Sound Samples and Discussion
Sound files are found on SoundCloud at this address: https://soundcloud.com/joe-rosettenstein/sets/text-to-music
"Vowel Examples" - First, a demonstration of the standard SuperCollider classes 'Formants' and 'Vowel'. Five vowel sounds are played one after another. The artificial sound is characterstic of additive formant synthesis, which is restricted to a relatively small number of frequencies and thus is a poor replication of a real voice.
The entire code fits onto one screen and is a good illustration of how SuperCollider works:
First the synth is created/defined. The formant parameters are arranged as lists of lists, which the Pbind cycles through one element at a time.
As an example, the spectrum resulting from the vowel 'a' ('AA' in ARPA representation) as in 'car' is shown in Figure 1 below. The first line in each list 'f' (formant frequencies), 'w' (relative weights) and 'd' (bandwidths), makes up figure 1 below. Close examination shows that the three peaks correspond to formant frequencies in the list, and that the associated bandwidths and weights are also manifest in the frequency spectrum. The third peak is actually three peaks combined, but the logarithmic scale means that they fall closer together on the frequency spectrum than one might expect.
Figure 1: Frequency spectrum of the vowel "a", generated by the 'Formants' UGen and measured using SuperCollider.
If the UGen (unit/signal generator) Formants is exchanged for a stack of band-pass filters (BPFStack) which act upon an noisy input, the sound produced sounds more like a real voice, since it better imitates the real, physical mechanism for voice production. This is subtractive synthesis, where a harmonically rich input is filtered at certain frequencies - in this case, the formants. The result is a similar spectrum to figure 1, which is shown in figure 2.
Figure 2: Frequency spectrum of the vowel "a", generated by the a band-pass filter stack acting on a noisy input UGen and measured using SuperCollider.
The lower amplitude is due to there being a single signal which is filtered rather than multiple signals added together. However, the same three (well, five) peaks at the same frequencies as figure 1 can be seen, which correspond to the Formants associated with the a certain "a" sound at this particular base frequency.

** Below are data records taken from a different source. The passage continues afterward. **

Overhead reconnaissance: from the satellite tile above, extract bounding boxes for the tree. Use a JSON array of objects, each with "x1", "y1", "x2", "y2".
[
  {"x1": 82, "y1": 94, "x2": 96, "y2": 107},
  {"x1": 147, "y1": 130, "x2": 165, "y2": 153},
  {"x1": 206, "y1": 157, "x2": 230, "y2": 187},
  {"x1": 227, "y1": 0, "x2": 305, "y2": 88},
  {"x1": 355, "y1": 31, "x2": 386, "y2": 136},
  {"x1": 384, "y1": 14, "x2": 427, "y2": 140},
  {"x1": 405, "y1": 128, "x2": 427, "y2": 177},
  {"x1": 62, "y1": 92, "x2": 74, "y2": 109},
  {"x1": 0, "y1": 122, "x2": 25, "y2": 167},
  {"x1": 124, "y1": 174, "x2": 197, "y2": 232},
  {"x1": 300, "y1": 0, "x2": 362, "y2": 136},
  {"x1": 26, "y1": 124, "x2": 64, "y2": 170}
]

-------------------------------------------------------------------------------------------------------------------------------------------
Who let the Dogs out?
The first verse and chorus of 'Who let the dogs out?' by Baha Men was converted into sound.
"Piano Roll" uses the default SuperCollider synth, and quite simply relates phonemes to scale degrees, durations and amplitudes.
Entropy = 0.9, Scale = Neapolitan Major
"Additive synthesis 3" ignores consonants, and uses additive synthesis to recreate the vowel sounds heard. Only two formants are used, but this is all that is necessary to distinguish vowel sounds, as demonstrated by Figure 3:
Figure 3: positions of the first and second formants of various vowel sounds on a frequency scale. Credit to Dan Boye, http://www.phy.davidson.edu/fachome/dmb/digitalspeech/formantmap.gif
Entropy = 0.7, Scale = Melodic Minor
"Additive synthesis 1 & 2" includes consonants, which are given the same formant frequencies as the succeeding vowel, but a more percussive envelope. This really needs more development; the idea was to make a separate percussive synth for the non-vowel phonemes but running parallel Pbinds was more difficult than first anticipated, and another workaround was not thought of in the time.
Entropy = 0.1, Scale = Romanian Minor & Major Pentatonic
"Subtractive synthesis" uses some code written by Bruno Ruviaro which performs subtractive synthesis using a band-pass filter stack. It is far more recogniseable as a voice, and this can be attributed to several factors:
- Subtractive synthesis results in a more harmonically varied sound, which better resembles the complex process of voice generation than additive, which is made of relatively few frequencies.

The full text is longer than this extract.